Your stubbed toe is not excruciating.
Losing your son to suicide might be.
The tradition of carrying your own death machine (as typified in the Abrahamic story of making Isaac carry the wood for his own sacrifice up Mount Moriah) was a built-in part of the process. Not only was crucifixion painful beyond comprehension, but it was humiliating. The victim was stripped naked, flogged (skin ripped off of most of them), and then forced to carry their death machine through public areas—still naked. Then they were splayed to the beams and left to die—still naked.
Jesus was hung up to die, fully exposed, and mutilated, possibly even in the genital area, based on similar historical accounts.
Jesus was not only tortured, but humiliated. You think you are too shameful to stand in the presence of God?

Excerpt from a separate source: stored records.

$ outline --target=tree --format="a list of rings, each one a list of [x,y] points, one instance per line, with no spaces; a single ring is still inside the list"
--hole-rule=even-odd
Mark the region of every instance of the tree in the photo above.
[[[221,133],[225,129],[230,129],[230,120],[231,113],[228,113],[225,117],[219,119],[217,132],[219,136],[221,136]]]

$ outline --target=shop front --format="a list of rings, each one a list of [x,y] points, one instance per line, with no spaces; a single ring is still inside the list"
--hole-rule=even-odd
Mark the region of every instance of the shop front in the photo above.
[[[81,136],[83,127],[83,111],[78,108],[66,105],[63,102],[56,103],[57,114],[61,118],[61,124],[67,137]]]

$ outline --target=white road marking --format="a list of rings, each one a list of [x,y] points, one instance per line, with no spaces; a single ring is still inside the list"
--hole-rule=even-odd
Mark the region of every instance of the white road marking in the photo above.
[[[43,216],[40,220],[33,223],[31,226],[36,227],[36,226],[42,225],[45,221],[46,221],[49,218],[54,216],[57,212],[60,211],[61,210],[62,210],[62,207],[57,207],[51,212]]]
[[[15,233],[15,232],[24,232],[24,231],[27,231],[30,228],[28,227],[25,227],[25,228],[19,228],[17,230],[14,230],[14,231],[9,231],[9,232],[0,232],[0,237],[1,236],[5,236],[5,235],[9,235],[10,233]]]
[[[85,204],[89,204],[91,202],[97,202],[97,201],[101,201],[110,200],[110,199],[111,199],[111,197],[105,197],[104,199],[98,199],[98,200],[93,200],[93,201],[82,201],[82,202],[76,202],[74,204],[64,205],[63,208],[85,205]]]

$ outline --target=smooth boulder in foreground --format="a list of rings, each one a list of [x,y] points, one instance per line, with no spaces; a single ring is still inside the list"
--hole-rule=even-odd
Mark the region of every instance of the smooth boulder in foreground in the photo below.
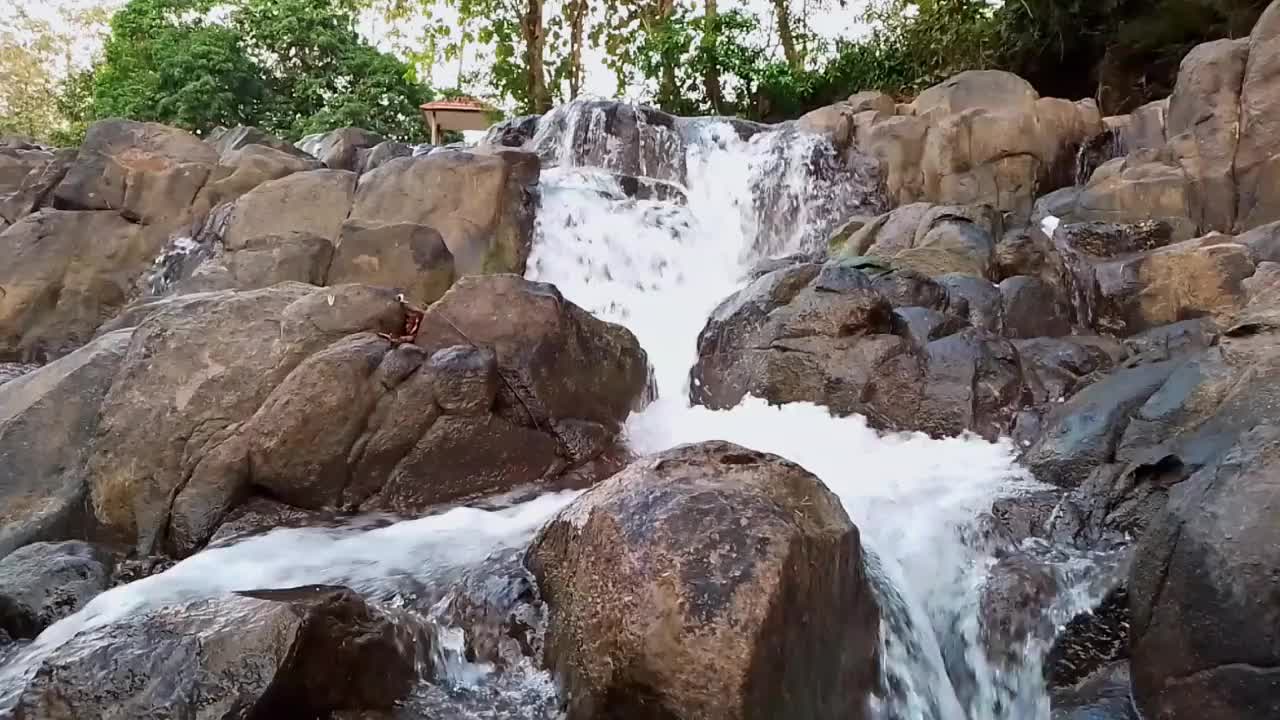
[[[794,462],[727,442],[639,460],[527,562],[568,720],[865,717],[879,611],[859,532]]]

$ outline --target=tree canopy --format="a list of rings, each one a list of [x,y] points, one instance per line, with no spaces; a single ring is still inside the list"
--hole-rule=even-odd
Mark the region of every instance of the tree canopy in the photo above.
[[[111,19],[90,106],[195,132],[253,124],[296,140],[358,124],[416,140],[430,96],[411,65],[360,37],[340,0],[131,0]]]

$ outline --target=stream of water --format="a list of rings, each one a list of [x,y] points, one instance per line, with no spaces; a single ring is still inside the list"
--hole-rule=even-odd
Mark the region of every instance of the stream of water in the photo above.
[[[559,111],[570,114],[567,122],[599,126],[586,142],[613,142],[605,123],[590,115],[598,109]],[[571,167],[572,155],[558,149],[567,167],[543,173],[527,272],[628,327],[649,354],[659,397],[628,420],[631,447],[648,454],[727,439],[794,460],[840,496],[861,529],[883,607],[883,687],[874,717],[1047,720],[1043,648],[1028,647],[1015,667],[995,667],[979,641],[979,591],[995,562],[979,518],[993,500],[1030,484],[1010,445],[886,436],[860,416],[833,418],[809,404],[778,407],[748,398],[712,411],[687,401],[696,336],[712,310],[744,284],[758,260],[818,247],[836,223],[868,205],[872,190],[851,184],[852,176],[823,141],[790,129],[744,140],[727,123],[703,122],[686,128],[682,140],[659,140],[662,147],[684,149],[677,150],[685,154],[682,197],[628,197],[608,168]],[[609,165],[613,155],[604,150],[594,156]],[[207,550],[101,594],[46,630],[0,669],[0,708],[4,692],[20,687],[45,652],[86,628],[236,589],[338,583],[385,598],[408,587],[439,588],[492,551],[527,543],[573,497],[545,495],[507,510],[457,509],[375,528],[275,530]],[[1088,601],[1085,593],[1068,592],[1056,614],[1065,619]],[[474,670],[451,678],[483,685],[484,669]],[[544,675],[529,674],[526,691],[552,692]],[[529,715],[489,710],[475,716]]]

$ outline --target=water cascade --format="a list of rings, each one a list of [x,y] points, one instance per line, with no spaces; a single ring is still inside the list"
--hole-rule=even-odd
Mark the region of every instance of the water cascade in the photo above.
[[[573,104],[554,113],[534,141],[554,167],[541,177],[527,275],[628,327],[645,347],[659,395],[630,419],[631,447],[648,454],[728,439],[804,465],[841,497],[863,533],[882,606],[883,682],[874,717],[1047,720],[1043,643],[1029,646],[1009,667],[988,662],[979,638],[979,591],[995,564],[980,518],[993,500],[1033,484],[1007,443],[886,436],[859,416],[833,418],[808,404],[780,407],[748,398],[712,411],[687,401],[696,336],[751,265],[818,250],[850,214],[879,209],[865,168],[851,168],[824,141],[792,129],[719,120],[655,127],[640,111],[631,122],[641,141],[628,155],[627,146],[609,145],[618,133],[600,106]],[[168,603],[335,583],[429,616],[426,609],[463,571],[494,551],[526,544],[573,497],[550,493],[498,510],[280,529],[206,550],[109,591],[49,628],[0,667],[0,716],[49,648]],[[1088,564],[1066,559],[1062,568],[1080,589],[1064,593],[1052,609],[1057,621],[1091,600]],[[518,682],[509,671],[497,679],[457,652],[457,629],[435,632],[436,666],[444,670],[424,684],[424,698],[449,694],[458,717],[550,712],[553,689],[544,673],[526,667]]]

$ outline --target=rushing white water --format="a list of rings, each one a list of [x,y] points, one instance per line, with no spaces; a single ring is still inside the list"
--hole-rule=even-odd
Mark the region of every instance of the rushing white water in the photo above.
[[[727,439],[794,460],[840,496],[863,533],[883,610],[877,717],[1047,719],[1037,655],[1043,648],[1028,647],[1024,664],[997,669],[979,641],[978,596],[993,559],[978,519],[993,500],[1029,484],[1007,443],[882,434],[859,416],[833,418],[809,404],[777,407],[748,398],[712,411],[687,401],[696,336],[717,304],[744,284],[746,270],[767,256],[814,250],[836,223],[874,206],[858,170],[844,168],[824,142],[790,129],[742,140],[726,123],[690,126],[682,136],[648,127],[644,142],[684,152],[682,161],[663,164],[663,182],[680,173],[684,182],[672,200],[628,197],[613,172],[644,174],[652,161],[646,165],[641,152],[637,167],[612,165],[626,160],[626,149],[607,133],[598,106],[558,113],[563,137],[599,142],[602,150],[556,146],[549,132],[536,140],[544,158],[564,167],[543,172],[527,275],[628,327],[645,347],[659,397],[628,420],[631,447],[648,454]],[[613,172],[572,167],[584,158]],[[275,530],[206,550],[99,596],[46,630],[24,657],[0,669],[0,715],[5,691],[20,687],[44,653],[87,628],[196,597],[310,583],[347,584],[381,602],[412,605],[413,596],[442,594],[494,550],[524,546],[573,497],[547,495],[508,510],[457,509],[375,528]],[[1055,618],[1087,601],[1068,593]],[[445,655],[454,635],[440,634]],[[445,679],[483,684],[485,669],[467,667],[457,656],[447,659]],[[550,693],[544,674],[530,671],[521,683],[521,693]],[[481,708],[474,716],[529,715]]]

Fortunately for us, Jesus knows shame.
Not only did He absolve us of our sins, suffering in the place we deserved, but He absorbed our shame as well, when He was paraded nude across town and displayed before all of the onlookers. God doesn’t only meet us in our pain, but in our deepest of shames—perhaps a place harder for us to fathom finding God in. Or being found by Him.
And in the midst of these ‘evil days,’ that brings a bit of comfort: knowing we’re not alone, but surrounded by a God who works in all things, knows all things—from experience, not from reading about it—and has bled for all things.
That’s the only type of God who can truly make all things new.